Home Improvement Skills Be-Damned
Sometimes, I'm actually handy to have around. My grandfather was a precision carpenter who built cabinets by hand. If you don't think that takes some measure of skill and expertise, go out and build a set of cabinets with only hand tools and let me know how they turn out.
Mine were rejected by homeless children living in Paraguay as "unsafe for life as we know it."
I think they paid someone to write that. Homeless children are generally not known for their scathing litanies.
My father, on the other hand, is a rough carpenter. Together we've rebuilt the covered porch on my first house. Installed bottoms in the original cabinets in my third house and repaired any number of other smaller items. We've even drawn up some impressive plans to enclose the back patio and turn it into a sitting/entertainment room.
Now me, I'm more of a crude carpenter. By the love, patience and understanding of my parents, not to mention the "motivation stick" my father beat me with, I was able to follow a career path that largely steered me away from having to rely on my carpentry skills to support me.
Most carpenters agree this is a good thing.
They have a party to celebrate my not joining their ranks.
This dubious distinction has not prevented me from doing the odd jobs around the house. To wit, we recently had central air installed in our house, which allowed us to remove the through-the-window air conditioners and replace the original windows and screens. All except one.
There is one window in the front room that was removed before the previous owner painted the front room. The missing window was carefully stored in the wood shed and covered with protective debris, bricks, odd ends and logs. Retriveing the window, which had somehow been taken for a god by a tribe of were-rats from Patagoinia, I found that the window didn't match at all.
"At last," I said to myself, "I can try my hand at stripping and staining a small window."
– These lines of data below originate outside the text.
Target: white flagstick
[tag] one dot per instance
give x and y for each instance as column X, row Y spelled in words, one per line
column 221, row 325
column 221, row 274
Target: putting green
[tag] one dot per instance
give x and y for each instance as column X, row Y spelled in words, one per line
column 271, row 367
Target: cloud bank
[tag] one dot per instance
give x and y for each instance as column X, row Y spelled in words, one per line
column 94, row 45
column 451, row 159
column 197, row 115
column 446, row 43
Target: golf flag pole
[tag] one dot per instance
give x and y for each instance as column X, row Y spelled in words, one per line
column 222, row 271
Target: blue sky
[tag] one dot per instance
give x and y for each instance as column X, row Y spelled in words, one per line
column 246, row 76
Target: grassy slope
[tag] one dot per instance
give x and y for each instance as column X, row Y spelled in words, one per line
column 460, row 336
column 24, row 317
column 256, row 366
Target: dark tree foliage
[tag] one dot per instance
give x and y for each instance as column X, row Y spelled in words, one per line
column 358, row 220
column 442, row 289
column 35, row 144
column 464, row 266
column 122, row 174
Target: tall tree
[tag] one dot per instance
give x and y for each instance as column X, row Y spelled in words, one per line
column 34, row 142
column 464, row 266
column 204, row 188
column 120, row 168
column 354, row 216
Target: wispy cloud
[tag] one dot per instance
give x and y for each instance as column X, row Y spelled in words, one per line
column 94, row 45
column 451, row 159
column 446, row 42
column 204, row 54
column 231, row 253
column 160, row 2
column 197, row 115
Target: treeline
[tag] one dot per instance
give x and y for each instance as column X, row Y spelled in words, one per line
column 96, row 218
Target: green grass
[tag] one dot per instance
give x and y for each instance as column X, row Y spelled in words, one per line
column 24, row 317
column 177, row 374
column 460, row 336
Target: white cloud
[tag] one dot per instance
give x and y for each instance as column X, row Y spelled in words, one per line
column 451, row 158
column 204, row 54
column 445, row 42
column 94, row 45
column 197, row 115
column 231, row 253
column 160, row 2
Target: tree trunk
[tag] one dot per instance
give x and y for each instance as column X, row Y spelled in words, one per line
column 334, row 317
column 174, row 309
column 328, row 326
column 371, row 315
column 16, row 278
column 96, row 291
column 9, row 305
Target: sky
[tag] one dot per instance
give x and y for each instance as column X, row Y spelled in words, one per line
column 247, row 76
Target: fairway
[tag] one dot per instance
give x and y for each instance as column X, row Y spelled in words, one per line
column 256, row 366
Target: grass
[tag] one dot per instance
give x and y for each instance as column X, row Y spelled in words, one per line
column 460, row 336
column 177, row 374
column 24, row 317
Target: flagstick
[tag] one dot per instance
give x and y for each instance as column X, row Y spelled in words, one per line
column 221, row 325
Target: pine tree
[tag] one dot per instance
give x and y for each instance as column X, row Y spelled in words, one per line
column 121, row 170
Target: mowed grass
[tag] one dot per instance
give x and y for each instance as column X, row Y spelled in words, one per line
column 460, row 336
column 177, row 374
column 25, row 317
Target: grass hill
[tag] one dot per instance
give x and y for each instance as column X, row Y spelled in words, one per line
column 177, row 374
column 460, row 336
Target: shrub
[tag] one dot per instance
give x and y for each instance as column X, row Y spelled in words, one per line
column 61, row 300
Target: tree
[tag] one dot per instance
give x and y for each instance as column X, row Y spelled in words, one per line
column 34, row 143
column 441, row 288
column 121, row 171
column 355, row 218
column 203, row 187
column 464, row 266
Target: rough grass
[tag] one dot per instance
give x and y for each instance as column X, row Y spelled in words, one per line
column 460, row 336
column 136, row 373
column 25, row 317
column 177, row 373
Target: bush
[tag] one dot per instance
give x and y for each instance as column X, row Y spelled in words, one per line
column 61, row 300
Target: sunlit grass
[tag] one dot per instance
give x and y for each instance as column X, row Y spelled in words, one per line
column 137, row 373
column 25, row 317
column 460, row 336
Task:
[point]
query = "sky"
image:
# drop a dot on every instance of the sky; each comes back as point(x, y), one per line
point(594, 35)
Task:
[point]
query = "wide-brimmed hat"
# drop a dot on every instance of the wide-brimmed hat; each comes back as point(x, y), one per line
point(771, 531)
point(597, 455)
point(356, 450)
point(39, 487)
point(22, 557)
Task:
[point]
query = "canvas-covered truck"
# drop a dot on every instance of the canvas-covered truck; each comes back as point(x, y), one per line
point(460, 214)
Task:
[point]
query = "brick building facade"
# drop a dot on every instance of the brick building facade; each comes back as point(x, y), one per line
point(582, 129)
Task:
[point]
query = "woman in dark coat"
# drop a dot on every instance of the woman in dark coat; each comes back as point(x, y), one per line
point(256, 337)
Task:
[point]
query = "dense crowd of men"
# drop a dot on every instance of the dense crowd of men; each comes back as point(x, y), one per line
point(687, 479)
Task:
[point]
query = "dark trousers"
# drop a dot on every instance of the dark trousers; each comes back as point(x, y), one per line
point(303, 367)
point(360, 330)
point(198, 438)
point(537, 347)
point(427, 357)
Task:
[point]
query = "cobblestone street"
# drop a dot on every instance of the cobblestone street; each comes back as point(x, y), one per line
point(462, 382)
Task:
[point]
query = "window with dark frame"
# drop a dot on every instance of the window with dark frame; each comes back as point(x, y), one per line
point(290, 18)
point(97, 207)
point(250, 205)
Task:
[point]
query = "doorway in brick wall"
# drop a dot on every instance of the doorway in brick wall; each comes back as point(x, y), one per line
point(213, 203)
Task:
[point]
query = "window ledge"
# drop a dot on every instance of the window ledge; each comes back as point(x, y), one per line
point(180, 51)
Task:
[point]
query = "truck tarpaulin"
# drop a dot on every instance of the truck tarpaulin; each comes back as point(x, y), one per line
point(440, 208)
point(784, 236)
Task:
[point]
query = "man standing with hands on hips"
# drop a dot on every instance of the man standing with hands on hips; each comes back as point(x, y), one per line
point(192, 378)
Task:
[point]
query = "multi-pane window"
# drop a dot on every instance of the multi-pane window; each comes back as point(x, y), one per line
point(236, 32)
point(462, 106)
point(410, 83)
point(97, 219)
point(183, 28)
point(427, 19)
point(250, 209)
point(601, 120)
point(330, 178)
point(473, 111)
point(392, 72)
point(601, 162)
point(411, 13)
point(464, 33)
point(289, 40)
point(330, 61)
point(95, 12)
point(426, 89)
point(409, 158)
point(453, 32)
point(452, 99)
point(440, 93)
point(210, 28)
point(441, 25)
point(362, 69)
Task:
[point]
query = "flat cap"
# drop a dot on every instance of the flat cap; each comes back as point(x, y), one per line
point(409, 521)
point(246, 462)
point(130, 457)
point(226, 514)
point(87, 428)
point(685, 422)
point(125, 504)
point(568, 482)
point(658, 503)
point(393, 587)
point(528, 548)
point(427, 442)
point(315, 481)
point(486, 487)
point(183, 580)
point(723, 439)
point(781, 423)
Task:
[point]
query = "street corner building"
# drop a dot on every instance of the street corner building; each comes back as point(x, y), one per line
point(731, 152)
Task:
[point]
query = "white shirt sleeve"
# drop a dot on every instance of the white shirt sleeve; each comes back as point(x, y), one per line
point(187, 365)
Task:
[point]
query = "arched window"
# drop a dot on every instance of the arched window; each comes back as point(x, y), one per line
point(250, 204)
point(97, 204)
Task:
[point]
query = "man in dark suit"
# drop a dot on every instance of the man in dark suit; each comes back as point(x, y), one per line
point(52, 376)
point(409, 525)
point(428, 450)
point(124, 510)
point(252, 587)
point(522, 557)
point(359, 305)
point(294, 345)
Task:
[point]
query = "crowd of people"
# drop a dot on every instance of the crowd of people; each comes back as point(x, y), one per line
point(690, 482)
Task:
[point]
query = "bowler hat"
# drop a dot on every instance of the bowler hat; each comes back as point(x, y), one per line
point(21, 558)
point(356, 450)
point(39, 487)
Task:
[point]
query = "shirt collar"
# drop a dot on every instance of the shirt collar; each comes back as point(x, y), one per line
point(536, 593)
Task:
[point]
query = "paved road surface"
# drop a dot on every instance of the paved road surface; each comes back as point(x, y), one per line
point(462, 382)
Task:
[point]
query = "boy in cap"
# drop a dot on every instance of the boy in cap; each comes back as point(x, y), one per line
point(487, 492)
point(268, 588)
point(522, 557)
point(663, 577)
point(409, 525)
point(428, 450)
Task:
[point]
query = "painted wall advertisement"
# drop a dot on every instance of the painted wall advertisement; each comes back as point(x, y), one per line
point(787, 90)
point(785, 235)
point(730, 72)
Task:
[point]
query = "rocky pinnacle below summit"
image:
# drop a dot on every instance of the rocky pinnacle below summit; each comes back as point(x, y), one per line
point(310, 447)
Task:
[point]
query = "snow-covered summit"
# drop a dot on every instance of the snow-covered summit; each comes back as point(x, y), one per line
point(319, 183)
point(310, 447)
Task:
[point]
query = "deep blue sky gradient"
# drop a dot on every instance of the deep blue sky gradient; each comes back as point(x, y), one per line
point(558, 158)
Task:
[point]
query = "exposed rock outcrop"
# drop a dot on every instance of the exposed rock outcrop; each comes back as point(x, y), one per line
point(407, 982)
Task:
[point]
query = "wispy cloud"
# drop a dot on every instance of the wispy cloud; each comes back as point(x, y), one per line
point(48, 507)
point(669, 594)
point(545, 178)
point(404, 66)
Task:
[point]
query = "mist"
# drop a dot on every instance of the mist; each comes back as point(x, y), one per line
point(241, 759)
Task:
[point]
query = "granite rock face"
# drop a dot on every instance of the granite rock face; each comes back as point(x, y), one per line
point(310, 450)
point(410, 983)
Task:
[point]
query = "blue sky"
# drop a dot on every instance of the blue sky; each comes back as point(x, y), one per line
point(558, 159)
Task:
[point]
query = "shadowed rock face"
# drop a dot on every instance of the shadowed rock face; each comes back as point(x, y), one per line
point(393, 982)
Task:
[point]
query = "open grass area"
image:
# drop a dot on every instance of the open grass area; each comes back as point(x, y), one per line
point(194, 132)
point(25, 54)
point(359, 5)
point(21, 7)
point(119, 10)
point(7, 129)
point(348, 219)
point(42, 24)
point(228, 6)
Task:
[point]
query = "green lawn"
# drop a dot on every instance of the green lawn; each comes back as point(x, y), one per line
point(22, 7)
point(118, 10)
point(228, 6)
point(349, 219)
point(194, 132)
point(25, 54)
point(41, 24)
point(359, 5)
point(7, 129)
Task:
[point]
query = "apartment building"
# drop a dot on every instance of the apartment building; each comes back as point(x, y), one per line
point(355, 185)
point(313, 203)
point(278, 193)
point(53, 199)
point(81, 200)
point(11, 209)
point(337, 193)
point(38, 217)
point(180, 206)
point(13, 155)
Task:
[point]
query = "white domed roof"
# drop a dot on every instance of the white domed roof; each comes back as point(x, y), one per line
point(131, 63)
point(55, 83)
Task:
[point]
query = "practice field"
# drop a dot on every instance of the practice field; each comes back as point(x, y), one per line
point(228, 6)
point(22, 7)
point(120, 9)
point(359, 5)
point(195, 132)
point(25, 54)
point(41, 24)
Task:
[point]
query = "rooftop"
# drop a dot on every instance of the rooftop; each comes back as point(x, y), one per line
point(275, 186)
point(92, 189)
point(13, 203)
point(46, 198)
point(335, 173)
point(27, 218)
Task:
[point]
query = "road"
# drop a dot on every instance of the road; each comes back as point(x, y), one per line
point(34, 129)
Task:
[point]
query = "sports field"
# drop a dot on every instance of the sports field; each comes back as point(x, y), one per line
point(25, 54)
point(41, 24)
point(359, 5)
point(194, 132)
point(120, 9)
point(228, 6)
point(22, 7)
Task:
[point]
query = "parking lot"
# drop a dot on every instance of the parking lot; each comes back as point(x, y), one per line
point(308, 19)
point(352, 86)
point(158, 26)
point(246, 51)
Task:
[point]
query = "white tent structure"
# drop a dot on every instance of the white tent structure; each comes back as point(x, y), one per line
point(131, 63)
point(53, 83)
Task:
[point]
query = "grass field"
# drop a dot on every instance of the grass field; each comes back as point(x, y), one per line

I rushed off to Home Depot, not because I have an affinity for Home Depot, but because I have an affinity for being lazy, and Home Depot is close. I asked for directions to the paint-strippers and was only mildly let down to find out that the name was something of a misnomer. They really shouldn't mislead people like this.
Trucking my roll of singles back in my pocket, I purchaseda smallish bottle of orange-type paint-stripper that said it was "Easily strips off even the oldest layers of paint." I eagerly rushed home and applied the substance to one side of the window's framing, watching to see as my miracle paint-stripper tore through the offending layers of hundred-year old, mercury and lead-filled coverings.
Alas, it was not to be. Back in the 1920s they understood something that my grandfather also understood. Anyone can slap a house together, spill paint over it and sell it for a profit. If you wanted it done right, though, you had to put some effort into it. They apparently built their paint at some kind of foundry complete with large vats of molten metals and secret chemicals that would join so strongly to wood that the two would form a bond stronger and more impenetrable than the mind of God Himself.
The mind of God Himself.
Ok, maybe that's a bit of an exageration and not a little blasphemous, but still, after two coats of the orange paint-stripper, the frame has only shed a couple of layers of gooey, messy, permanently staining and eye-melting paint.
I'm thinking I'll just paint the damn thing white.
Labels: carpentry, home improvement
1 Comments:
Hey Rob, we scraped the paint off our woodwork with glass. I agree on the paint stripper. Entirely too much work for shoddy results. Good luck!